"the" Mrs. Astor

Monday, September 19, 2011

A very sad account of The Baroness Seitzinger's last flight.

Sunday, September 18, 2011

I have been under the weather this week and literately spent most of it in bed. Pain in my back had traveled from my knees to my shoulders and, then, a gentle spirit gave me a handful of Vicodin, and the pain went away and the sleep came back. Sleep has always been a problem for me; my youngest brother died at the age of twenty-one from a little known sleep disorder. He could sleep at the most one hour a night and it gradually broke him down and he died.
Meanwhile, I spent much of my lucid time talking with Mrs. Stuyvesant-Fish (the hefty one on the right) about what to do about that Baroness Seitzinger. One thought was to auction off all her belongings here and donate the money to a good charity, like the home for gay teenagers, Pridelines.

The continued barrage of pictures announcing her new residence and these pretensions have to stop. We decided to use our contacts at the Dept. of Defense to buy a drone to take her out if she doesn't cease her obvious intention of marrying a broke Earl so we would have to refer to her as "Lady" Seitzinger.

Sunday, September 11, 2011

Baroness Sietzinger has been transferred to London where her company is paying $9,000 a month for her flat next to Kensington Palace. She has become unbearable with her pretensions; I am sure she is going to buy another title or marry into a penniless one. Mrs. Stuyvesant-Fish says she is happy to be rid of her, but we know she needed the baroness to keep me in check.
The Baroness has even found a nearby pub that suits her idea of just where she is in her new society. She is unbearable.

Monday, September 05, 2011

My grandmother, Sarah Jane Gallagher du Bois of the Gallaghers of New London once told me "Manners are not the character, but they are the dress of character." It took this young girl a long time to understand what she meant, but it pretty much boiled down to ten points. So potent was this power over the world by the gentle sway of manners.
1. Learn to be gentle and patient.
2. Guard your temper and soften it by a sense of your own shortcomings.
3. Never speak or act in anger.
4. Never reply by angry word. It is the second word that makes the quarrel.
5. Learn to speak in a gentle tone of voice.
6. Learn to deny yourself and prefer others.
7. Learn to say kind and pleasant things when opportunity offers.
8. Avoid moods.
9. Do not neglect little things if they can affect the comfort of others in the
smallest degree.
10. And, remember that, valuable as the gift of speech is, silence is golden.
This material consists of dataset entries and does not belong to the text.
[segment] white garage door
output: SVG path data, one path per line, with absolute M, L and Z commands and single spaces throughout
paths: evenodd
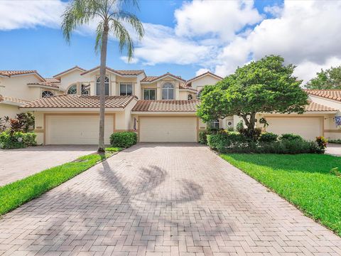
M 109 144 L 109 137 L 114 129 L 112 116 L 106 116 L 104 122 L 104 143 Z M 46 144 L 97 144 L 99 117 L 46 116 Z
M 141 142 L 197 142 L 195 117 L 141 117 L 139 127 Z
M 320 117 L 271 118 L 266 117 L 266 132 L 277 134 L 293 133 L 305 139 L 315 140 L 323 134 L 322 119 Z

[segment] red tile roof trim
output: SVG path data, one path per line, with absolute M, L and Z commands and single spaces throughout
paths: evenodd
M 84 68 L 80 68 L 80 67 L 79 67 L 79 66 L 77 66 L 77 65 L 75 65 L 75 67 L 72 67 L 72 68 L 69 68 L 69 69 L 67 69 L 67 70 L 64 70 L 64 71 L 63 71 L 63 72 L 60 72 L 60 73 L 58 73 L 57 75 L 53 75 L 53 78 L 60 76 L 60 75 L 63 75 L 63 74 L 64 74 L 64 73 L 67 73 L 67 72 L 69 72 L 69 71 L 71 71 L 72 70 L 74 70 L 74 69 L 79 69 L 79 70 L 82 70 L 82 71 L 85 71 L 85 70 L 86 70 L 84 69 Z
M 81 75 L 87 74 L 88 73 L 90 73 L 92 71 L 96 70 L 97 69 L 99 68 L 99 66 L 97 66 L 94 68 L 92 68 L 90 70 L 86 70 L 85 72 L 83 72 Z M 114 69 L 112 69 L 111 68 L 107 67 L 106 68 L 108 70 L 110 70 L 113 73 L 116 73 L 119 75 L 138 75 L 142 73 L 144 73 L 144 70 L 117 70 Z
M 106 96 L 106 108 L 124 108 L 135 96 Z M 99 108 L 99 96 L 59 95 L 38 99 L 23 108 Z
M 305 90 L 310 95 L 341 101 L 341 90 Z
M 200 100 L 139 100 L 132 112 L 196 112 Z

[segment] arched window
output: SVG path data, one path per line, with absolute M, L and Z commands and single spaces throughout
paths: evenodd
M 52 96 L 53 96 L 53 92 L 52 92 L 51 91 L 46 90 L 41 92 L 41 97 L 48 97 Z
M 101 78 L 98 77 L 96 81 L 96 95 L 99 95 L 99 81 Z M 104 79 L 104 95 L 109 95 L 109 78 L 105 77 Z
M 89 96 L 90 95 L 90 85 L 82 84 L 82 96 Z
M 67 90 L 67 94 L 70 94 L 70 95 L 77 94 L 77 85 L 71 85 Z
M 162 86 L 162 100 L 174 100 L 174 85 L 166 82 Z

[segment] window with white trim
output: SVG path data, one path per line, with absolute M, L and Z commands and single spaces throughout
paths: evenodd
M 76 95 L 77 94 L 77 85 L 71 85 L 67 90 L 67 94 Z
M 82 84 L 82 96 L 89 96 L 90 95 L 90 85 Z
M 208 127 L 210 129 L 219 129 L 220 128 L 219 119 L 210 122 Z
M 96 95 L 99 95 L 99 88 L 100 88 L 100 82 L 101 78 L 98 77 L 97 80 L 96 80 Z M 104 78 L 104 95 L 109 95 L 109 78 L 107 76 Z
M 162 100 L 174 100 L 174 85 L 170 82 L 162 85 Z
M 49 90 L 45 90 L 41 92 L 41 97 L 49 97 L 54 96 L 53 92 Z
M 121 96 L 133 95 L 133 84 L 131 82 L 121 82 L 119 84 L 119 95 Z
M 156 100 L 156 90 L 155 89 L 144 89 L 144 100 Z

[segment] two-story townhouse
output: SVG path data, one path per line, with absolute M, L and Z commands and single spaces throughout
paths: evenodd
M 0 117 L 13 117 L 23 104 L 57 95 L 59 80 L 44 78 L 36 70 L 0 70 Z
M 33 76 L 33 80 L 28 81 L 26 78 L 21 82 L 12 82 L 12 89 L 17 88 L 16 93 L 23 91 L 21 87 L 35 92 L 34 96 L 24 100 L 31 102 L 24 102 L 19 112 L 34 112 L 38 143 L 97 144 L 99 67 L 87 70 L 75 66 L 53 78 L 41 78 L 36 71 L 28 71 L 25 75 Z M 16 75 L 11 78 L 17 75 L 20 77 Z M 109 143 L 112 133 L 121 131 L 136 132 L 140 142 L 197 142 L 199 132 L 207 129 L 206 124 L 195 114 L 200 91 L 205 85 L 214 85 L 222 79 L 210 72 L 186 81 L 169 73 L 146 76 L 144 70 L 107 68 L 105 142 Z M 310 104 L 303 114 L 259 113 L 257 118 L 265 117 L 270 124 L 265 129 L 277 134 L 297 133 L 308 139 L 320 135 L 339 138 L 341 132 L 335 125 L 335 117 L 341 109 L 340 92 L 307 91 Z M 19 94 L 12 95 L 23 99 Z M 35 99 L 38 100 L 33 100 Z M 0 107 L 6 104 L 4 102 Z M 18 106 L 16 107 L 18 111 Z M 239 120 L 234 116 L 210 125 L 235 127 Z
This was the basis of a gentle life in which concern for the self was second to that of others.

Thursday, September 01, 2011

My computer screen has been out for nearly a week; little did I did I know that all I had to do was the classic "unplug it and plug it back in". Sometimes the simplest answer to any problem.
Meanwhile, nothing has subsided here; this is supposed to be "off" season, but it seems to be on more than a chandelier at The Met.

Here, the ravishing Penny and the amazing Miss Vickie, attend the Pridelines Ball as Lady Penelope Anne von Schwisberg and The Count of von Schwisberg. There is always something happening here.

I have been working non-stop for ten days and am near collapse, but will go on.